2. A part of the rigging of a sail boat which holds the bottom of the main sail.

3. The result of not using a preventer.

4. A sound followed by weeks of cursing, dry feet, and thousands of dollars.

5. An error made by a portugese sailor that CD will never let him forget about!


----------



## Cruisingdad (Jul 21, 2006)

Sorry to hijack your thread mr31 (smile). Just harrasing the Portugese. He deserves it!!

- CD


----------



## TSOJOURNER (Dec 16, 1999)

no problem
when i say flatten i mean taking draft out of sail. heavy air or very light airs.


----------



## sailingdog (Mar 19, 2006)

Bending the mast, via tightening the backstay, will flatten the head sail and the main sail. It is a trick often used to depower the sails a bit in heavy winds...


----------



## Gary M (May 9, 2006)

It depends on whether your mask will bend or not. On many older crusing designs the mast was very stiff. If you mast will bend then when you tension the back stay it pulls the center of the luff forward which flattens the main.

In either case it will tension the head stay and thereby flatten the head sail. 

More outhaul, cunnigham, halyard tension or flattening reef can also flatten the main. 

Gary


----------



## tdw (Oct 2, 2006)

There's also halyard tension to be considered. Increasing / Decreasing halyard tension moves the draught of your main fore and aft. The heavier the winds the flatter you need the sail so you need more halyard tension. In lighter air you want more belly in the sail.


----------



## 2ndimpression (Jul 5, 2006)

Ok how about the forestay. If you run a looser forestay would you guys agree that it alters the angle of attack and allows you to point higher but also gives the sail more power. When you crank on your backstay you tighten that forestay, take power out of the jib and also the main cause the middle of the mast bends forward. Thats the idea im going on with my tuning any ways and I can really notice it, i'd almost say it kills nearly 10 degree's of heel when i crank the backstay on hard.

Any comments?


----------



## tdw (Oct 2, 2006)

2ndimpression said:


> Ok how about the forestay. If you run a looser forestay would you guys agree that it alters the angle of attack and allows you to point higher but also gives the sail more power. When you crank on your backstay you tighten that forestay, take power out of the jib and also the main cause the middle of the mast bends forward.
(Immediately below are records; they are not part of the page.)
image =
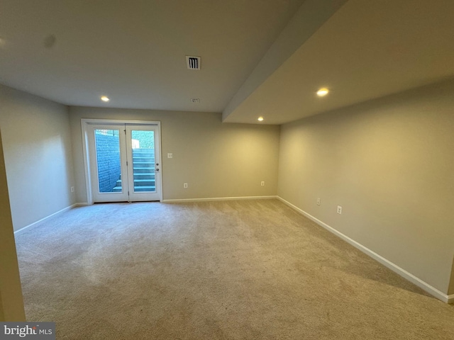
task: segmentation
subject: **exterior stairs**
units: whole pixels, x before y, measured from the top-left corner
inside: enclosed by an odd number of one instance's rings
[[[134,192],[155,191],[154,149],[133,149],[133,172]],[[114,193],[121,192],[121,183],[120,175],[116,186],[112,189]]]

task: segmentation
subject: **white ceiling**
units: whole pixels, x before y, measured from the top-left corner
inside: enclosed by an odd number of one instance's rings
[[[303,1],[1,0],[0,83],[67,105],[222,112]]]
[[[452,0],[1,0],[0,83],[281,124],[454,76],[453,13]]]

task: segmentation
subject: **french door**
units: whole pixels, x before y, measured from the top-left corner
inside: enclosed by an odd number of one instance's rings
[[[88,125],[94,203],[160,200],[159,132],[153,124]]]

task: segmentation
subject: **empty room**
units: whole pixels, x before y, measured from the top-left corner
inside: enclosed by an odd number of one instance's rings
[[[0,1],[0,338],[454,339],[453,13]]]

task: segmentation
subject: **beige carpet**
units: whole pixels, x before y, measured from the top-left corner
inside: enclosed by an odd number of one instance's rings
[[[95,205],[16,240],[59,339],[454,339],[454,306],[277,200]]]

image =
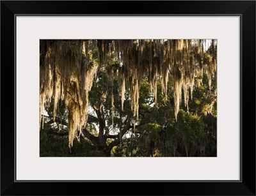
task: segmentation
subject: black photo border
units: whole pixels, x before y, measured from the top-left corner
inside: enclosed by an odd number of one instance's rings
[[[15,37],[19,15],[240,16],[241,181],[17,181]],[[1,1],[0,68],[1,195],[255,195],[255,1]]]

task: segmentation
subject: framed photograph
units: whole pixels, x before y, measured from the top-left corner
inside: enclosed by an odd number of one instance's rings
[[[255,1],[1,19],[1,195],[255,195]]]

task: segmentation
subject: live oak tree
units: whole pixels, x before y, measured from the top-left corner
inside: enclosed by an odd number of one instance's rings
[[[104,156],[125,141],[127,156],[194,156],[216,139],[203,119],[216,117],[215,40],[42,40],[40,52],[40,130],[69,148],[83,137]]]

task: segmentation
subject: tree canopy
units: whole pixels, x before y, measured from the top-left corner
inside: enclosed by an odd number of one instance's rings
[[[40,43],[40,151],[53,135],[84,156],[216,156],[216,40]]]

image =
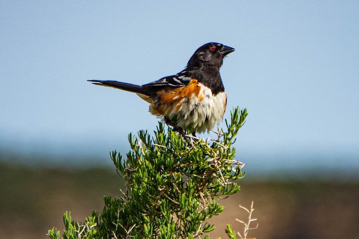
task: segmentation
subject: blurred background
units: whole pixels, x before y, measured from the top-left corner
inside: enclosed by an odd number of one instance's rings
[[[6,1],[0,13],[0,238],[47,238],[65,211],[83,221],[119,196],[109,152],[158,120],[87,80],[156,80],[211,42],[236,49],[225,118],[249,113],[234,145],[247,175],[211,236],[241,230],[239,205],[254,201],[250,237],[359,238],[358,1]]]

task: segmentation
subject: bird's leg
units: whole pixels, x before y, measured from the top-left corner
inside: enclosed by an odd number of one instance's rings
[[[197,136],[196,136],[196,130],[195,130],[192,132],[192,135],[194,137],[197,137]]]
[[[183,139],[186,140],[186,142],[188,144],[191,144],[190,143],[189,140],[188,140],[188,139],[187,137],[186,137],[186,134],[185,133],[185,132],[183,131],[183,129],[181,127],[180,127],[178,125],[176,125],[174,124],[171,121],[169,120],[168,119],[165,118],[164,119],[164,123],[166,124],[169,125],[169,126],[172,126],[173,127],[173,130],[175,131],[176,131],[178,133],[180,134],[182,137],[183,137]]]

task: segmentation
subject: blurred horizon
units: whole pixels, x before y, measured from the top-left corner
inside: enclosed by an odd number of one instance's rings
[[[220,71],[225,118],[248,110],[234,146],[248,170],[359,170],[358,1],[8,1],[0,12],[6,158],[110,164],[129,133],[158,119],[135,95],[87,80],[148,83],[216,42],[236,49]]]

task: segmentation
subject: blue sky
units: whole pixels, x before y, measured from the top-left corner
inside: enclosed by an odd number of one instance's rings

Thats the idea im going on with my tuning any ways and I can really notice it, i'd almost say it kills nearly 10 degree's of heel when i crank the backstay on hard.
> 
> Any comments?


You are pretty much correct, it's all basically as Giu has explained it. Add in some halyard tweaking and awaaaaaaaaaaaaaaaaaaaaayyyyyyy you go. 

The tight stay/halyard tension in bigger winds, looser in light.

Oh, and outhaul tension on your main also comes into play.


----------



## TSOJOURNER (Dec 16, 1999)

not sure i understand how the mast bends being its a masthead rig. unless the point of bend is caused by the shrouds. i can see the rake increasing and the forestay tightening.


----------



## Giulietta (Nov 14, 2006)

Get a wooden stick, two strings and try it yourself.

Altough less effective at performing mast "bend" than fractional rigs, masthead rigs still flex some forward, when you pull the backstay because the mast being pulled back flexes as it can't shrink, so it can only go forward.

Fractional rigs allow better control as they can flex more without pulling on the stay much. And allow conditions where you would like a flexible forstay and a tight main sail. That's why race boats have fractional rigs.


----------



## TSOJOURNER (Dec 16, 1999)

ok. what keeps the mast from bending the other way as it did on my stick / string test.


----------



## Giulietta (Nov 14, 2006)

What other way???


----------



## TSOJOURNER (Dec 16, 1999)

bending toward the stern


----------



## Giulietta (Nov 14, 2006)

It can't, the mas is slightly tilted backwards, its called rake, it has the shrouds (that will not alow stretch forward by belling back), that would not allow it, and mainly:
*
Your pulling back, not forward.*


----------



## TSOJOURNER (Dec 16, 1999)

ok if i add some rakeit always bends the right way. thanks for the help


----------